NSSM – the Non-Sucking Service Manager is a tool which allows any application/executable to run as a windows service without much hassles. As an advantage above other tools of this kind is the fact that it handles failure of the application running as a service. Also the users are helped with a graphic interface during the configuration.
In order to start, download NSSM and extract the content of the zip file in a folder that we are going to create in program files, like C:\Program Files\NSSM. NSSM should work under Windows 2000 or later. Specifically, Windows 7 and Windows 8 are supported. 32-bit and 64-bit binaries are included in the download and I will use for this example the 64 bit version. For installing NSSM correctly the last thing left to do is to add the NSSM path to the system path.
Open Control Panel > System and Security > System and choose Advanced System Settings. This will open the System Properties window.

SystemProperties

In System Properties window choose Environment Variables and the namesake window will open.

EnvironmentVariables

In lower part of that window you will find system variables. Search for the system variable called Path, select it and choose edit. Now, this is the part which defers in between different versions of Windows. In Windows 10 and Windows Server 2016 you will be presented with an editor and previous versions will show all of the variables in a text box. I will show you how this is done on Windows 10, however on earlier versions of Windows get at the end of the string in the text box, and add ;C:\Program Files\nssm\win64. Notice that the semicolon at the beginning is not a typo. Multiple items in that string are separated by semicolon. In case of Windows 10 just choose New and add the path to the list.

EditEnvironmentVariables

In order to verify that is all setup correctly, open the command prompt and execute the following command, nssm. You should see something similar to what shown in the following figure.

CommandNSSM

If this is the case, you installed NSSM correctly.

Creating the service

Before proceeding any further make sure that you are able to run XL TestView interactively as indicated in the user manual. Once XL TestView is installed correctly and capable of starting, stop it (CTRL+C).
Now execute the following command, nssm install xltv. This will launch NSSM graphic interface which will allow you to create a new service called xltv. You should see the following

NSSMInstaller

Fill in the path to the server.cmd (starting point for XL TestView) in the path box as in the picture, and start-up directory will get preset by NSSM. Select then the second tab named Details and set the values as indicated in the following figure:

NSSMInstallerDetails

As you can see, I have chosen a friendlier display name for my service and a meaningful description.

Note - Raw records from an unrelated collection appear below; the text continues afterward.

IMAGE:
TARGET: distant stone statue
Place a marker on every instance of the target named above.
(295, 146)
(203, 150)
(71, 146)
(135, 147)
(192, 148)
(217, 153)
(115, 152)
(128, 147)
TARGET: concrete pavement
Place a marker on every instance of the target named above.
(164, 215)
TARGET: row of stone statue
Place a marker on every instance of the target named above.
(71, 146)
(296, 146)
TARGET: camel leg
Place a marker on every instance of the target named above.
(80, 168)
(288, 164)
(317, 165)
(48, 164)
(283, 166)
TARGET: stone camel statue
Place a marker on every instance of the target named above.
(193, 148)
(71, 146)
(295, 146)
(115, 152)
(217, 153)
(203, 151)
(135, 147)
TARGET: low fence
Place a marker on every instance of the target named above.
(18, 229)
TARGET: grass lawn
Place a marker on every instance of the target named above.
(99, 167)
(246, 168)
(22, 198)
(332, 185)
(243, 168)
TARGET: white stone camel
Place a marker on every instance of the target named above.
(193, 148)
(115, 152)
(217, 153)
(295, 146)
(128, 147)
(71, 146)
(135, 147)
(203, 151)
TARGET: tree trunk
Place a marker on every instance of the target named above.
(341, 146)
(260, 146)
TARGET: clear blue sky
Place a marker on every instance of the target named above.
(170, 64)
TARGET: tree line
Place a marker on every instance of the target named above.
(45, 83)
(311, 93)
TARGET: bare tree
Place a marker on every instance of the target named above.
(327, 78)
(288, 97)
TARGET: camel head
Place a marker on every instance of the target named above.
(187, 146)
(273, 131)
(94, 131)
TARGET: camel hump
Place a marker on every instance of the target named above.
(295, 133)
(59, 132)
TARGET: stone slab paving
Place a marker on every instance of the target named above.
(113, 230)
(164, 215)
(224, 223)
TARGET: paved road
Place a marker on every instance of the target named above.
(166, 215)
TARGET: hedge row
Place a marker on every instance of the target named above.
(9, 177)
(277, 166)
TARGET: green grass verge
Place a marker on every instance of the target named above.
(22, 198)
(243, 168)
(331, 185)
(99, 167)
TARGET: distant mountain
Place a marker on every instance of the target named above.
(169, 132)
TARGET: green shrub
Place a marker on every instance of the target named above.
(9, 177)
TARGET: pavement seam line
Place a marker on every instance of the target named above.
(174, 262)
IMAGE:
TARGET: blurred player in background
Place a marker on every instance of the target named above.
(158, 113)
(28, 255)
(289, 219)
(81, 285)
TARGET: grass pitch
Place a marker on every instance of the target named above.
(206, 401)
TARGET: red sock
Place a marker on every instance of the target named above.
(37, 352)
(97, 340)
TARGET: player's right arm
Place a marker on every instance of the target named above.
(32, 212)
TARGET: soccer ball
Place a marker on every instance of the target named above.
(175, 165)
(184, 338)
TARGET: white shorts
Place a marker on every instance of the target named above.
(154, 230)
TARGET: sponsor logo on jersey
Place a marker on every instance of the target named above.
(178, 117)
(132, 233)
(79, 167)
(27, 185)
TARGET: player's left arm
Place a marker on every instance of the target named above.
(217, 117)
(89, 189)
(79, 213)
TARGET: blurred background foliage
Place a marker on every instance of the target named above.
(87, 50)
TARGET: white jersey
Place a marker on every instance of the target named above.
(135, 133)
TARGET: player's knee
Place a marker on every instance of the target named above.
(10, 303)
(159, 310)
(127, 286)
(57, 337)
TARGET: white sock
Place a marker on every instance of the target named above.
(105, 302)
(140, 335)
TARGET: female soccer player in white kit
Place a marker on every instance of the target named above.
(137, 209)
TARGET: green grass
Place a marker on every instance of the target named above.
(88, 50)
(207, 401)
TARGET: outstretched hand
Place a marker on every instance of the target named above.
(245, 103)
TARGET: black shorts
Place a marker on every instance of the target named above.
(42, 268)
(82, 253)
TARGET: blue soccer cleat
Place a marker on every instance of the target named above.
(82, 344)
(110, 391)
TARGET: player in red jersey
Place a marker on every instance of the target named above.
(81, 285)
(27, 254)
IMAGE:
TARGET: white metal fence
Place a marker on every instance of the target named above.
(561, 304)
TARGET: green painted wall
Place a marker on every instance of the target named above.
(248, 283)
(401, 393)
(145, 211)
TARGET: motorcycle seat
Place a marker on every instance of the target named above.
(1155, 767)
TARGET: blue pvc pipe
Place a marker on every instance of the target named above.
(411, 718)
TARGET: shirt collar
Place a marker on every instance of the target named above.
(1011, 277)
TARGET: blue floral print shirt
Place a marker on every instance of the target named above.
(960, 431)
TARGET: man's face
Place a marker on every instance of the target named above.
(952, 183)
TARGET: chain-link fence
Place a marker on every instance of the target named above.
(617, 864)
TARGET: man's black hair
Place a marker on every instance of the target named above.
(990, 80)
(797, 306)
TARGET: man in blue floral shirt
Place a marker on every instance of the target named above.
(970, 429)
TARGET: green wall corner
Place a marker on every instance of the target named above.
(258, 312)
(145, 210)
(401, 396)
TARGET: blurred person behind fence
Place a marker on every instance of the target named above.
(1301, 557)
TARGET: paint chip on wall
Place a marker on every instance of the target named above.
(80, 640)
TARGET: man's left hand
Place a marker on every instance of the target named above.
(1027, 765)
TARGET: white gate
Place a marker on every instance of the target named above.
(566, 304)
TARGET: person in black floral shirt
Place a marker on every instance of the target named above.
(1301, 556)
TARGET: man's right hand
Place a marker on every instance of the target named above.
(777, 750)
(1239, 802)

In case you would like to set other parameters, as specific user to run the service or specify dependencies, you can do so in other tabs. Once done it is sufficient to choose Install service and in case everything went fine, you will receive the following message:

NSSMInstalled

You can now check in the Services panel, that a new service is present. In case it hasen’t been started, you can start it and verify that XL TestView is up and running.

Services

Be aware that XL TestView can take a bit to start. I would suggest also to set the startup type to Automatic (Delayed start) and this can be done directly from the service properties.

I you would like to modify the NSSM setup, run nssm edit xltv. In case you would like to remove the service, try nssm remove xltv.

That’s all folks, now also XL TestView runs as a service!